Here is how the T-cell therapy process works:
Initially, people with certain leukemias and lymphomas, like ALL, NHL, and CLL, have cancerous B-cells. These cells are part of the immune system and therefore are not detected as harmful by the other cells of the immune system, even when they become cancerous. T-cell therapy attempts to solve this problem by altering T-cells, which are also part of the immune system, to detect these cancerous B-cells.
This alteration requires extraction of T-cells from the patient. These T-cells are then programmed to detect a certain protein that is only present on the surface of B-cells. Once, “programmed,” these T-cells are placed back into the patient, where they kill B-cells, cancerous and noncancerous alike. The fact that they kill healthy B-cells is treatable. The important thing to note about this step is that these T-cells are able to continue to flourish inside the patient and even multiply, allowing them to kill B-cells for extended periods of time.
Why T-cell therapy matters:
– It’s personalized.

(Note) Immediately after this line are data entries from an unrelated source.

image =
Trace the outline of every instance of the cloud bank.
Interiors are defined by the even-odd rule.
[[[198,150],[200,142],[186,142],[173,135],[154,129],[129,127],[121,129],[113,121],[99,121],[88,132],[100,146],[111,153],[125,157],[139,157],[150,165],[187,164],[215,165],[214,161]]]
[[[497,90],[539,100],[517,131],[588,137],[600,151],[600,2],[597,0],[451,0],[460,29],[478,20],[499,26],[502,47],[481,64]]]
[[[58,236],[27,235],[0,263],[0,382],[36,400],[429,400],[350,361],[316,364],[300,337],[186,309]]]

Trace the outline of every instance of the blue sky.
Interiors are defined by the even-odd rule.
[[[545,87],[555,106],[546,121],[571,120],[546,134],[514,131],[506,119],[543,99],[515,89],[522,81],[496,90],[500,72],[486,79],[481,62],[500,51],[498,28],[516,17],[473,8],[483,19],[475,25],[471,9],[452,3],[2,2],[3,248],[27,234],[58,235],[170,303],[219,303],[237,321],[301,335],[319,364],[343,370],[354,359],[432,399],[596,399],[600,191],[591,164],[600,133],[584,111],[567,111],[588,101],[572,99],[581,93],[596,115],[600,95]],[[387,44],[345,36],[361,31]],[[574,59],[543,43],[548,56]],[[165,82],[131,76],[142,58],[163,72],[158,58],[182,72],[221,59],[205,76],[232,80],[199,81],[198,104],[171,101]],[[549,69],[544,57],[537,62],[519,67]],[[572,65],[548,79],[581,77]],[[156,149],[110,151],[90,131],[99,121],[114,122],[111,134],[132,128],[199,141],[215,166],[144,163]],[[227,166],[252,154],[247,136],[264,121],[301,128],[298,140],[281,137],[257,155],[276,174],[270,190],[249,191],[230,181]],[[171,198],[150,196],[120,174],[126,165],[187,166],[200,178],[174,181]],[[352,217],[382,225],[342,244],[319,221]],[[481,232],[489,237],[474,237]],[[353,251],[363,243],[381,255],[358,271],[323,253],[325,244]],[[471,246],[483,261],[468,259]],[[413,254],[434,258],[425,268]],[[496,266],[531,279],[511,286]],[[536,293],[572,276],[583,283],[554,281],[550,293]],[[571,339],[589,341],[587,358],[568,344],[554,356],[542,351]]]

A patient’s own T-cells are used to go after that patient’s specific type of cancer.
– It could potentially be a less invasive alternative to stem cell transplants, which are currently the major treatment for people with ALL. While stem cell transplants are effective for many patients, they can be dangerous and taxing to undergo.
Currently a main side effect of T-cell therapy is cytokine release syndrome, an immune response that can cause the hormone cytokine to trigger fever, aches, drops in blood pressure, and breathing trouble. However, this is currently being combated by immunomodulating drugs, which are now being incorporated into T-cell therapy.
It is also important to note that T-cell therapy is for patients who have not responded to standard chemotherapy and whose disease returns after a bone marrow transplant. What’s more, the number of patients who have received this treatment is small, so further trials will need to be conducted to obtain more concrete results.
However, with the Breakthrough Therapy award from the U.S. Food and Drug Administration in July of 2014, this treatment provides hope for the future. Hopefully, T-cell therapy can help in the fight against cancers like ALL.